Por algo lo invité a mi rancho, ¿no?”.
Mi padre se sirvió
más grapa. Entonces el Papalote (que huele más a tripulación del Corsario Negro
que a rosedal) se encasqueta parsimoniosamente el sombrero y se sienta en la
tierra, frente a un eucalipto talado al ras. Pero antes hace una sola seña
misteriosa -parecida a la del truco- y mientras el perro se le acerca jadeando
cavernosamente, la infanta corre hacia adentro y a los cinco minutos vuelve con
las facciones inmaculadas y tristes que resplandecen en las estampitas. Detrás
de ella llegó Campbell, sobreactuando eses lúbricas al caminar. “Al morochón le
deben gustar las pollitas en estado de gracia” murmura: “Igual que a mí”. Y el
Chueco lo fulmina con un gelatinoso odio color malvón, pero no dice nada.
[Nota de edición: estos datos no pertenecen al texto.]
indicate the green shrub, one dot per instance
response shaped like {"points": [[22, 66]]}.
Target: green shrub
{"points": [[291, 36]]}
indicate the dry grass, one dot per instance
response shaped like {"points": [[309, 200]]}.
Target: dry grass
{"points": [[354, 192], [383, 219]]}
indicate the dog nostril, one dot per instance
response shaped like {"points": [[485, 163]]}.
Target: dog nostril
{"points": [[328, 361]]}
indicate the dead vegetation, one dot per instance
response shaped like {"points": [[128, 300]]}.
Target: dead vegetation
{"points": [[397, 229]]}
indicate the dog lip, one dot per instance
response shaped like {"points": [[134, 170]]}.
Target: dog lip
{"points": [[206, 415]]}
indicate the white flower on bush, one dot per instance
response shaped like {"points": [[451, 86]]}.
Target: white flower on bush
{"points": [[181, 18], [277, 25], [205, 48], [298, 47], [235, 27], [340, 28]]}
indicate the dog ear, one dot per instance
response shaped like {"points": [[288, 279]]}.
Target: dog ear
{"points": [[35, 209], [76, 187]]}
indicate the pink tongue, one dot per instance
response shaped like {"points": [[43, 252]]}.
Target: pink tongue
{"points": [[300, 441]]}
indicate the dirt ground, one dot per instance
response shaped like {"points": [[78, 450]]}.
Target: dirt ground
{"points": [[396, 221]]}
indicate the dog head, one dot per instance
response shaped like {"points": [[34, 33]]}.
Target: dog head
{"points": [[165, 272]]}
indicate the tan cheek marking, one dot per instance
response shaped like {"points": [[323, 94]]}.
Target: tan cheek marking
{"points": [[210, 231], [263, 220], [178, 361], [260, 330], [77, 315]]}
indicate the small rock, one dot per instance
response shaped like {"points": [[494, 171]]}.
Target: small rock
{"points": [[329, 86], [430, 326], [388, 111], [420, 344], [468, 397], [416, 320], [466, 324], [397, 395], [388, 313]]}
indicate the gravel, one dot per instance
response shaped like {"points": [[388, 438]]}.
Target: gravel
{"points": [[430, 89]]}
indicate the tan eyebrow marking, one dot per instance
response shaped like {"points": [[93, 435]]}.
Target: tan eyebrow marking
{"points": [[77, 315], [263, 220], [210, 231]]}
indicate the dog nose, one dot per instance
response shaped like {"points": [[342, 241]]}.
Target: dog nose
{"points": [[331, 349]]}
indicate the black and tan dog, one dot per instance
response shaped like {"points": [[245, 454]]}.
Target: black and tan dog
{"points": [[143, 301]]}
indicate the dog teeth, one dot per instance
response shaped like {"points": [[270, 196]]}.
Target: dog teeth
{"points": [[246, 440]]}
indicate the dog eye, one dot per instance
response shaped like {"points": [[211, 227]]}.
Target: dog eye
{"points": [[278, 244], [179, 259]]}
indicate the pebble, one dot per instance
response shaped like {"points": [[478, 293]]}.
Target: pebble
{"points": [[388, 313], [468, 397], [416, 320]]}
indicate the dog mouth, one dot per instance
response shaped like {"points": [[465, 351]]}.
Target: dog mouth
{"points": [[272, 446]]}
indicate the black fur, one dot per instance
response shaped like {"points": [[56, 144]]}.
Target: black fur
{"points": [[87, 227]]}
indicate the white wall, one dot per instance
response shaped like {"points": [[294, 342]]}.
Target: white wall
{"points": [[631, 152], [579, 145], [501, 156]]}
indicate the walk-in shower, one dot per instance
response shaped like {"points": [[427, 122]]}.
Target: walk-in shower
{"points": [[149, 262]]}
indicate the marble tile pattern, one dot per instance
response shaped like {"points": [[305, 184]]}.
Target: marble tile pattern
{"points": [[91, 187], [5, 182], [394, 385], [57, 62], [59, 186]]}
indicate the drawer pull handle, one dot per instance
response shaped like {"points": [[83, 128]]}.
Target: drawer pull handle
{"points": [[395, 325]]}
Ay ay ay ay ay si yo fuera un pez / nadando al cruzar el
agua se lanza el Papalote: y un collar te diera / con besos de arena y algas. / Ay ay ay ay ay si
yo fuera un ave / mi vida volara al cielo / buscara arcoiris / pa’hacer una
trenza en tu pelo / y te diera el verde / rizado del llano / y la cordillera de
mi mano / y un racimo’e nubes / bajo los cristales / y el rocío que moja los
rosales. Y aquí frenó un momento para estirar una manaza y besar la luz
oceánica del vaso mientras su miopía se alzaba hacia la hamaca. Y volvió a
tamborilear y a berrear junto al Lobo: Ay
ay ay ay ay si tú fueras pino / que naciera en matorrales / en la noche oscura
/ de estrellas te hiciera un traje. / Ay ay ay ay ay si fueras cocuyo / pediría
ver el río / yo sería la luna / que prendiera tu cariño / y tu cuerpo frágil /
hiciera de flores / y serías el sueño de mis amores / y un jardín de espumas /
colgaré en tu cuello / y serías la reina de mi reino.
Hubo un aplauso
general aprovechado por Campbell para agarrar al chiquilín de la mano, saludar
con una reverencia y desaparecer dando zancadas perfectamente ágiles. La mirada
del Chueco seguía inyectada de odio. Pero cacareó, meloso: “Lo invito a barajear
el sábado, don Papalote. Aunque si juega al póquer como canta, va a dejarme en
la lona”. “Póquer no juego, señor”
retrucó el negro, incorporándose con la guayabera hinchada por un brillo
giboso: “pero apuesto que el domingo / mi
papalote demuestra / que su pandorga no es pingo”. El Chueco era igual de
petiso que mi padre, y su gran cabeza motuda cimbró como la de un muñeco con
resorte al jadear: “Hecho. Y a faca”. Y el negro contestó, dirigiéndose al
lobo: “¿Así que quieren batalla? / Sí, mi rocín: / donde haya”.